Mário Sabino Divulgação
Mara e Filipe conheceram-se em evento ciclístico, em Recife, e estão juntos desde então.
Mara conheceu o noivo, o estudante de Educação Física Filipe Koeche, 21, em Recife, no Fixolimpiadas, evento nacional de bicicleta. Eles já estão juntos há um ano. “Por ser um encontro nacional, havia gente de várias partes do Brasil. Era um evento de cinco dias. Ficamos conversando e nos conhecendo. Por fim, ele acabou vindo para Fortaleza.” A ciclista diz que o noivo competia em eventos de bicicleta e que ela tinha perfil semelhante. “Quando nos conhecemos, eu o convidei para um desafio de 500 quilômetros de percurso. Foi com duas rodas que começamos a construir esse relacionamento. Hoje, moramos juntos com cinco bicicletas e tudo que fazemos as envolve.”

Os dois, conta Mara, fazem tudo de bicicleta. “Vamos ao barzinho, ao trabalho, saímos para jogar bike polo, um esporte em cima da bicicleta.
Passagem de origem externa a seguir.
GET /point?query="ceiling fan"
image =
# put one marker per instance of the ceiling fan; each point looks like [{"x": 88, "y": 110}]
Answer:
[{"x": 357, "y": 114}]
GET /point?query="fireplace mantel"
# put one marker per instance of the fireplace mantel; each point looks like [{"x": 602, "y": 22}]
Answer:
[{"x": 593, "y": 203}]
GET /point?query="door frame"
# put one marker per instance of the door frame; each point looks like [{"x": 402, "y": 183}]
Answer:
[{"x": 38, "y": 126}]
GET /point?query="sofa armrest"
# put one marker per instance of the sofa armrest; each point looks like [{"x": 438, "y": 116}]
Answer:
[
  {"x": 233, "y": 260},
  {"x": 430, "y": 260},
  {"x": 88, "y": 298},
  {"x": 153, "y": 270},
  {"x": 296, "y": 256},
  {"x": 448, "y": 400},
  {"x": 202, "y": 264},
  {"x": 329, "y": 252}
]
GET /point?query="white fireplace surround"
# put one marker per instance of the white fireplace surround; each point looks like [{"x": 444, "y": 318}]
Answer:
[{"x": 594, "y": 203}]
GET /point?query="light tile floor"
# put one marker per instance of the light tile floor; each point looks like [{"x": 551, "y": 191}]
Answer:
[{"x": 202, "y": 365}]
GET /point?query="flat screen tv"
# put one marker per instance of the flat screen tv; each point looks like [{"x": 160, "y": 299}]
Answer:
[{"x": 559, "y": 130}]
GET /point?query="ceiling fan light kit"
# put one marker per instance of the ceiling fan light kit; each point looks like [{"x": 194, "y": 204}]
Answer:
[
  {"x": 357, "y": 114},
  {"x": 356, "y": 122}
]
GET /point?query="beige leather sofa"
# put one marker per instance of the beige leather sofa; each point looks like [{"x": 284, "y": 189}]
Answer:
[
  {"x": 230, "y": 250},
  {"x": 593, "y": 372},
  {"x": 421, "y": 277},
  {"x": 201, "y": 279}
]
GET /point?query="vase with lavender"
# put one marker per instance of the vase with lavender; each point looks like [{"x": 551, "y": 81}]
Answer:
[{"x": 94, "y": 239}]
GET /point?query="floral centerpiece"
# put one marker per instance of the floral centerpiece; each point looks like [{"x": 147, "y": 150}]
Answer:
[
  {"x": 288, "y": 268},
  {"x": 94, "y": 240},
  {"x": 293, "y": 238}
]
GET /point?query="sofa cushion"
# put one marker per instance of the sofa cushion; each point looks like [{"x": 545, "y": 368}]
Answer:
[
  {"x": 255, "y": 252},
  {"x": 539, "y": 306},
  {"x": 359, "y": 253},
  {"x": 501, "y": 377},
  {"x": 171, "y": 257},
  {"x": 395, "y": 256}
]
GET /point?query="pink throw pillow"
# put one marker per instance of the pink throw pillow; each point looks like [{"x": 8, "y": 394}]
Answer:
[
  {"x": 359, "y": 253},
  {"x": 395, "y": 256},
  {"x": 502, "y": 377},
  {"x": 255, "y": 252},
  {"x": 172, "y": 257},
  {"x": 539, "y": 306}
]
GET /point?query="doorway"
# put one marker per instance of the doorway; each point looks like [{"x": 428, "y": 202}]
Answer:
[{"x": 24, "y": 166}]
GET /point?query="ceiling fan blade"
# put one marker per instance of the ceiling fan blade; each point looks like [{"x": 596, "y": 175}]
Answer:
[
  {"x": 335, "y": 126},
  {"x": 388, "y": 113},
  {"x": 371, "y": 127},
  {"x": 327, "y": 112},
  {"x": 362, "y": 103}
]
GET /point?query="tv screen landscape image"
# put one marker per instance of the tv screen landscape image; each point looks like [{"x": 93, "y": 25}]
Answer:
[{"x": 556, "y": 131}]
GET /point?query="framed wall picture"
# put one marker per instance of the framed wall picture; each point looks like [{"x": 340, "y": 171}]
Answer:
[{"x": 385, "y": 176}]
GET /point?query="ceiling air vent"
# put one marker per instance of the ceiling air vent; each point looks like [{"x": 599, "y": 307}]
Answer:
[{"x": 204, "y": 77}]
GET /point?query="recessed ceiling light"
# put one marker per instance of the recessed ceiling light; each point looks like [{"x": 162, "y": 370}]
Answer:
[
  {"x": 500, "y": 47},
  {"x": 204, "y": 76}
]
Passeamos juntos e, quando estamos um pouco estressados, saímos no fim de semana para um pedal mais longo”. Ela diz que todos seus planos incluem a bicicleta. “Há um passeio que gostamos muito. Pegamos a bicicleta cedinho e vamos até a Taíba, a 75 km de Fortaleza. É uma estrada muito boa e gostamos. É legal fazer esse percurso pedalando”.

Up na interação

Mara diz que programas de bicicleta também a ajudam a conhecer mais pessoas – ela conta que tinha dificuldades de se relacionar e sair de casa, visto que era muito tímida. “Hoje, sou mais sociável. As pessoas me perguntam onde comprei a bicicleta ou como ela funciona. É um assunto que qualquer pessoa e em qualquer lugar pode conversar. Então, passei a ser mais interativa”, relata.

Filipe pedala há cinco anos. “Comecei na época em que sofria de depressão. Isso me ajudou com a interação social. As pessoas de bicicleta sempre têm algo em comum e falam sobre temas do mesmo interesse.” O estudante evidencia que por dois anos pedalou sozinho, mas que a bicicleta abriu novos relacionamentos.
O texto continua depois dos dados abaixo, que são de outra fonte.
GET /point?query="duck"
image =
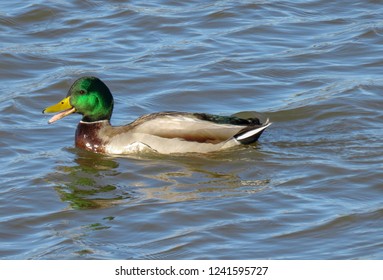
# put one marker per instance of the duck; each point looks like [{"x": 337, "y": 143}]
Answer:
[{"x": 164, "y": 132}]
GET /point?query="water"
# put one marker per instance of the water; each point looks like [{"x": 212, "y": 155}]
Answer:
[{"x": 311, "y": 188}]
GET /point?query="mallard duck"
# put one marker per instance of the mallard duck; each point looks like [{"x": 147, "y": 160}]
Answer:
[{"x": 165, "y": 132}]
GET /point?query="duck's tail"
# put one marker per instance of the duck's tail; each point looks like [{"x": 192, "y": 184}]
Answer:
[{"x": 251, "y": 133}]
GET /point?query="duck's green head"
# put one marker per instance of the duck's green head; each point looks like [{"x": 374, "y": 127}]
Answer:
[{"x": 88, "y": 96}]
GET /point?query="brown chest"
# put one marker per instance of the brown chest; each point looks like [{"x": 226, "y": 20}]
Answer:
[{"x": 87, "y": 137}]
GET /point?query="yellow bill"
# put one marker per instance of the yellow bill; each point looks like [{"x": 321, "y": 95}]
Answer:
[{"x": 64, "y": 107}]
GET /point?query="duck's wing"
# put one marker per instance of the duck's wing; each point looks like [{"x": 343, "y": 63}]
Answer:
[
  {"x": 174, "y": 132},
  {"x": 197, "y": 127}
]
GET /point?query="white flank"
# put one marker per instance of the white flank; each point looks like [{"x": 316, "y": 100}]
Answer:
[{"x": 133, "y": 148}]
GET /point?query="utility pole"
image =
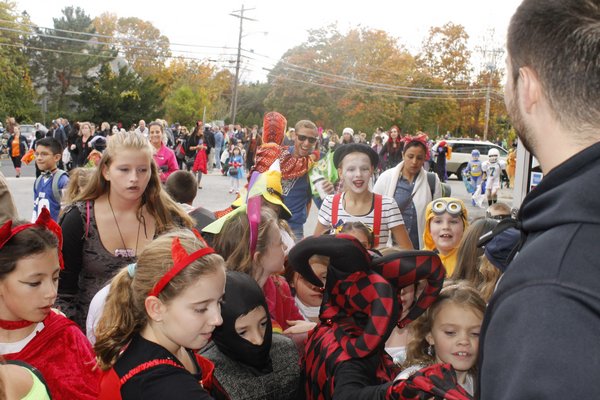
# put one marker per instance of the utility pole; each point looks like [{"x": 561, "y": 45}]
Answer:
[
  {"x": 491, "y": 66},
  {"x": 237, "y": 64}
]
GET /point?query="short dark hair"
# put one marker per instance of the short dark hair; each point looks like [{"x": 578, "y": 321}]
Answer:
[
  {"x": 560, "y": 41},
  {"x": 181, "y": 186},
  {"x": 51, "y": 143}
]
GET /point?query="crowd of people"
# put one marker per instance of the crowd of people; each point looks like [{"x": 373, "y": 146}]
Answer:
[{"x": 118, "y": 288}]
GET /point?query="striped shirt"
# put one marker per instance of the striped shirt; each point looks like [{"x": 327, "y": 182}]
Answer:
[{"x": 390, "y": 216}]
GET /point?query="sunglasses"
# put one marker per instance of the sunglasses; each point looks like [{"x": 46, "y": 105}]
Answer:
[
  {"x": 303, "y": 138},
  {"x": 441, "y": 206}
]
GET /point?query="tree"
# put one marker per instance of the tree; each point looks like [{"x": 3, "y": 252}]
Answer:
[
  {"x": 119, "y": 96},
  {"x": 138, "y": 41},
  {"x": 16, "y": 90},
  {"x": 60, "y": 58}
]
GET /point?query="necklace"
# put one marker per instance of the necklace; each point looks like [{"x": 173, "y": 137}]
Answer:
[
  {"x": 125, "y": 251},
  {"x": 13, "y": 325}
]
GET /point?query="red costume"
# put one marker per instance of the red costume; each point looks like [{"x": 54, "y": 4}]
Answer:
[{"x": 65, "y": 358}]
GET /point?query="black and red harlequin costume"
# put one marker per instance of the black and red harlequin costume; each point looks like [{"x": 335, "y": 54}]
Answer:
[{"x": 344, "y": 354}]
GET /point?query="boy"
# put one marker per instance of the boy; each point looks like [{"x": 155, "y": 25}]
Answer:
[{"x": 47, "y": 189}]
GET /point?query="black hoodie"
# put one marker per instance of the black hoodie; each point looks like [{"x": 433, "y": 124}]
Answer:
[{"x": 540, "y": 337}]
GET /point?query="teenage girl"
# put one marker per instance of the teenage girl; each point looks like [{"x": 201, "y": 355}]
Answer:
[
  {"x": 264, "y": 264},
  {"x": 30, "y": 330},
  {"x": 448, "y": 333},
  {"x": 157, "y": 313},
  {"x": 355, "y": 164},
  {"x": 120, "y": 210}
]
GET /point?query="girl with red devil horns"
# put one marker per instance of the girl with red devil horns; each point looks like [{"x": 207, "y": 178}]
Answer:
[
  {"x": 157, "y": 313},
  {"x": 30, "y": 331}
]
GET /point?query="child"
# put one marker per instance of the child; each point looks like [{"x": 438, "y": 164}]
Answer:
[
  {"x": 356, "y": 163},
  {"x": 474, "y": 172},
  {"x": 236, "y": 170},
  {"x": 47, "y": 189},
  {"x": 445, "y": 223},
  {"x": 30, "y": 330},
  {"x": 181, "y": 186},
  {"x": 307, "y": 296},
  {"x": 250, "y": 361},
  {"x": 448, "y": 333},
  {"x": 157, "y": 313},
  {"x": 360, "y": 231},
  {"x": 493, "y": 168},
  {"x": 264, "y": 263}
]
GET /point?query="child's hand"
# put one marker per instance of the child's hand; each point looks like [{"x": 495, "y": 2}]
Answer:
[{"x": 299, "y": 327}]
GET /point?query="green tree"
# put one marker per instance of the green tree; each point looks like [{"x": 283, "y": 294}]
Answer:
[
  {"x": 60, "y": 58},
  {"x": 16, "y": 90},
  {"x": 119, "y": 96}
]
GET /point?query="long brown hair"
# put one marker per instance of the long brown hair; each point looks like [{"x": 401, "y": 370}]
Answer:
[
  {"x": 460, "y": 293},
  {"x": 124, "y": 313},
  {"x": 233, "y": 241},
  {"x": 157, "y": 201}
]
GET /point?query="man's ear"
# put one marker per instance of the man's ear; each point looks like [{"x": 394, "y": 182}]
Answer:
[{"x": 530, "y": 88}]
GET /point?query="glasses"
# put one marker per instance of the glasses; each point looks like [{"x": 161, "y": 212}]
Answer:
[
  {"x": 303, "y": 138},
  {"x": 441, "y": 206}
]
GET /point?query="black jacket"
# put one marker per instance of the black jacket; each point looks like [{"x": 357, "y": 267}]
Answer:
[{"x": 540, "y": 337}]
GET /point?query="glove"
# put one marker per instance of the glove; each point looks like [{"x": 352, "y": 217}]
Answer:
[{"x": 438, "y": 380}]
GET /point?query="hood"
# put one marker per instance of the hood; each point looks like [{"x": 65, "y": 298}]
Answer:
[{"x": 564, "y": 196}]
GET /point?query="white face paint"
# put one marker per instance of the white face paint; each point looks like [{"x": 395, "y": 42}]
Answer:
[{"x": 356, "y": 171}]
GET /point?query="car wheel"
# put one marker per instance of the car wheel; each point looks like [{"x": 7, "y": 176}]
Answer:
[{"x": 460, "y": 170}]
“Há muitas coisas que eu e o Filipe fazemos. Vivemos a vida em relação à bicicleta. Conhecemos lugares com esse tema, como cafés e bares, que dão desconto para quem chega pedalando.” Mara, conta que eles acabam por criar uma vida social relacionada à bicicleta. Para ela, existe uma interação não só com quem está pedalando, mas também com a rua, com as pessoas que estão passando ou conhecidos. “Andando de bicicleta, percebemos que a parte social fica bem mais fluida. O trajeto e a cidade acabam ficando mais alegres”, finaliza.